Атмосфера же постепенно накаляется! Было бы любопытно наблюдать за ситуацией со стороны, но я-то внутри, точнее, в центре этого круговорота!

С какой силой одни ругают мои повести, с той же или еще большей силой и страстью другие их отстаивают! Словно раскаленные стрелы летают по залу!

– Мне рассказы и повести Татьяны не понравились, читать было неинтересно, всё, точка! – категорично заявляет еще одна Валентина, подружка Чертановой.

– Это не аргумент: «мне не понравилось»! – резко отвечает ей Сергей Викторович. – Я знаю людей, которым Булгаков не нравится, один мой знакомый четыре раза начинал читать «Мастера и Маргариту», но так и не смог закончить, говорит «написано скучно». Но это не значит, что Михаил Афанасьевич плохо пишет! Вы конкретно скажите, чего вам не хватило!
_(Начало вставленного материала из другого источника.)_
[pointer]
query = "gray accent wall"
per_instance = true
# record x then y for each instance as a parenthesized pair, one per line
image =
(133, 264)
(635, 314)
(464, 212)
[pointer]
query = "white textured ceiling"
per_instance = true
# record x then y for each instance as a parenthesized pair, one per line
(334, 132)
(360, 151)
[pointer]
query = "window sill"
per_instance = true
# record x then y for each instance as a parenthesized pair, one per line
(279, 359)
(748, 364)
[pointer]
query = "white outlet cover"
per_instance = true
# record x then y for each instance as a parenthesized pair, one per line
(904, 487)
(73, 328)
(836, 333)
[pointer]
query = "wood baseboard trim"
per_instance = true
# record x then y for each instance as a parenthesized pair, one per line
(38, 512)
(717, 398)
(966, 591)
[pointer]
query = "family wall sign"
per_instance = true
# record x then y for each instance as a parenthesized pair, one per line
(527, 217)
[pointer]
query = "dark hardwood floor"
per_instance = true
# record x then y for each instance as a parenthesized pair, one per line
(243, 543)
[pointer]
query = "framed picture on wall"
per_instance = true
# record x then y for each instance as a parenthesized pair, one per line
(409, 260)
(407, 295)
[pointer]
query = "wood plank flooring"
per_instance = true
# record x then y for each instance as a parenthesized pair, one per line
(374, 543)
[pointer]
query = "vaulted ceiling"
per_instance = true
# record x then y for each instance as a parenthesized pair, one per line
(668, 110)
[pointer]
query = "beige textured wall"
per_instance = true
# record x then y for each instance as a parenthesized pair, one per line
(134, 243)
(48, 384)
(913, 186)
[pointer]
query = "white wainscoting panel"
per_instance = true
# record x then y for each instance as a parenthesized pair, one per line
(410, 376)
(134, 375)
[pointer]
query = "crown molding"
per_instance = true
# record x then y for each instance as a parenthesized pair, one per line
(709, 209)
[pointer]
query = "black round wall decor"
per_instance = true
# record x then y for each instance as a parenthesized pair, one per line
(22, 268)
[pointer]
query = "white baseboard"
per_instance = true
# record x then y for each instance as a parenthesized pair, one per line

– Повесть «Искушение» затянута! – звонко настаивает поэт Ангелина, словно ей, с именем от слова «ангел» претит всякий разговор о грехах и искушениях.

– Да где же «затянута»? – горячится Михаил Романович. – Наоборот, написано динамично, чувствуется внутреннее напряжение, и мне, как читателю, интересно, что дальше! А стихи еще больше раскрывают душу героини, и многое становится понятно. Разве вы, как женщина, не чувствуете? Там есть… состояние тревожного наслаждения!